The perihelion and aphelion distances for other planets are as follows: Venus - 483 km, Earth - 239 km, Mars - 378 km.
Mercury's orbit is almost entirely made up of parabolic arcs; that is, orbits that return to exactly the same place in the sky each time they pass it. The only other planet known to have an atmosphere that extends far enough to influence its motion around the sun is Venus, and even it does not reach all the way to its perihelion position.
As Mercurys orbit rotates around the Sun, so too does its day. However, because Mercury orbits so close to the Sun, one complete orbit takes 58 days 5 hours 45 minutes, which means that during a single orbit, Mercury crosses the celestial equator twice: once when it is west of the celestial pole, and again when it is east of the pole. Because of this, astronomers believe there is something unusual about the nature of gravity on Mercury; perhaps there is a large mass concentrated somewhere near the planet's center.
Light takes 3.21 minutes to reach Mercury from Earth at an average distance of 36 million miles. This duration ranges between 2.56 and 3.88 minutes as the planets round the Sun. Light took 4.37 minutes to reach Venus, which travels around the Sun at a distance of 740 million miles, so Mercury is quite close to the Earth.
Mercury orbits the Sun every 88 days, but it takes 72 hours for Mercury's orbit to rotate around the Sun, so it always faces towards the center of the Solar System. Because of this constant face-forward orientation, Mercury has no global landscapes that we can see from space; all we can make out from hundreds of miles away is a rusty red color caused by iron oxide particles in the planet's atmosphere.
Venus is almost always hidden from view by the Sun, even from Earth with its own atmosphere. When it is visible from our planet, it is because a solar eclipse is happening somewhere on Earth. During a total lunar eclipse, however, everyone on Earth will be able to see it because neither the Moon nor the Sun are covered up by any other object.
Earth's closest neighbor is only 375 miles away, but because it is so small and dark compared to the Earth, you would need a telescope to see it.
Mercury is 48 million miles (77 million kilometers) from Earth on average. Mercury's distance from Earth changes dramatically as both planets round the Sun. What is the distance between Venus and Earth?

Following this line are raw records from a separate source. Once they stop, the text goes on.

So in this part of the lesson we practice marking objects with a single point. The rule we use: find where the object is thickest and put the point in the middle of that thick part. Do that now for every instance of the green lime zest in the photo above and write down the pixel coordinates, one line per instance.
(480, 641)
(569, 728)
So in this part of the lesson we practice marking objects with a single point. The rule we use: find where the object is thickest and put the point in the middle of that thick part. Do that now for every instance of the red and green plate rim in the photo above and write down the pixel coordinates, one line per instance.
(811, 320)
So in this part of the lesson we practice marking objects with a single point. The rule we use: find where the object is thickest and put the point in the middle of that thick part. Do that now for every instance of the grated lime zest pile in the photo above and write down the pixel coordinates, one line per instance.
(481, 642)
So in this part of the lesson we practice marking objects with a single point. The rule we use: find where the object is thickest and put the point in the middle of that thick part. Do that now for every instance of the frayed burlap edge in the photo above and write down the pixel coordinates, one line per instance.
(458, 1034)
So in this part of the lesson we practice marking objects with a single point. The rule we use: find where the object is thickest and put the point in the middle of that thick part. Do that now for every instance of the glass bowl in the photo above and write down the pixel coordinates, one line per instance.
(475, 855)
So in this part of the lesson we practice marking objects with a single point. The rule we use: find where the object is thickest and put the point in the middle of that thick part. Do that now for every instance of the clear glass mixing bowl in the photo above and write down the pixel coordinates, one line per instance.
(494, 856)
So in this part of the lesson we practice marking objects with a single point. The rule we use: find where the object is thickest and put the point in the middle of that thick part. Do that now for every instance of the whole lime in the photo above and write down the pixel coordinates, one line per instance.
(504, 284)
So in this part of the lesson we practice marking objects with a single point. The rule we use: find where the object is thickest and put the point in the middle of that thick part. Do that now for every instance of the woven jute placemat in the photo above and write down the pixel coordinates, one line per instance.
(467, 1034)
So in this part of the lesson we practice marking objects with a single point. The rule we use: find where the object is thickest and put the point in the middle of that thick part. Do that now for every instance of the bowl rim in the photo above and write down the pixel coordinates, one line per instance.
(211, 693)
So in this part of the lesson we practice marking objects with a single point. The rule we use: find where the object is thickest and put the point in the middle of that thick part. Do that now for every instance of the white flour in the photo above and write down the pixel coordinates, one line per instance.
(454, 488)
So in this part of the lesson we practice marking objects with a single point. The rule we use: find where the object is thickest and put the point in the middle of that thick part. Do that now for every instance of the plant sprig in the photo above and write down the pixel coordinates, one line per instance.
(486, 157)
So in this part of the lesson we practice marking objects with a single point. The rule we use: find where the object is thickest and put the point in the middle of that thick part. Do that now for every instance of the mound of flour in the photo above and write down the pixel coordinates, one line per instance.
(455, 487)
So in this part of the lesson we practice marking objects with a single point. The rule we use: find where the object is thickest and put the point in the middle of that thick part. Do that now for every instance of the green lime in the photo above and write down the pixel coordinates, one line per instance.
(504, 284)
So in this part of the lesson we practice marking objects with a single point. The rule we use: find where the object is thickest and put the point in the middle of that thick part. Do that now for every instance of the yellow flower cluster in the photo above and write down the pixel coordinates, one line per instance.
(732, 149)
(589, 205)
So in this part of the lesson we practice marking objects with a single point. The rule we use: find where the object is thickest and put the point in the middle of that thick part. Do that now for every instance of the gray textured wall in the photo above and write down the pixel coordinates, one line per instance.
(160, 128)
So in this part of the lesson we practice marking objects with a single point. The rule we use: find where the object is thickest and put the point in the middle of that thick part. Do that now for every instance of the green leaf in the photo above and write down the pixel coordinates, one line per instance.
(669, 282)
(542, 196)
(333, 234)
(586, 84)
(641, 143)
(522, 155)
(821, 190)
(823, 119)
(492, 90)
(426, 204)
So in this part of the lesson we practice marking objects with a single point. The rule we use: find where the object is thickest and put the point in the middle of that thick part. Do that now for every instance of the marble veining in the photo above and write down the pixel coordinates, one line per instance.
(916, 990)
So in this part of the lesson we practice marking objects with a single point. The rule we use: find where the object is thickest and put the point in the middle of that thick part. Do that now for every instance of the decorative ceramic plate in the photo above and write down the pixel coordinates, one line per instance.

|Average Distance from Earth to||kilometers and miles|
|Mercury||155 million km|
|Venus||170 million km|
|Mars||253 million km|
Mercury, at a distance of 57 million kilometers from the Sun, is the nearest planet to the Sun (35 million miles). Mercury is the smallest of the terrestrial planets. It is also the closest planet to the Sun out of the eight planets in our solar system.
However, because it orbits so close to the Sun, it is subjected to very high temperatures: 450°C (842°F) on the surface and over 1000°C (1832°F) in its interior. These temperatures are well above what any other planet in the Solar System can withstand. The only other planet that experiences conditions similar to those on Mercury is Venus. Humans have never visited Mercury, but several missions have been sent there by scientists interested in learning more about it and other aspects of Earth's history and future.
Missions to Mercury have been made by the United States, Russia, and Japan. The first mission was launched in 1973 by NASA with the goal of determining if Mercury has any environment that would be suitable for life. Although no evidence of water has been found so far, many questions have been answered thanks to these visits. For example, we know now that there was liquid water on Mercury's surface as early as 4.5 billion years ago, which is earlier than anyone thought before the mission.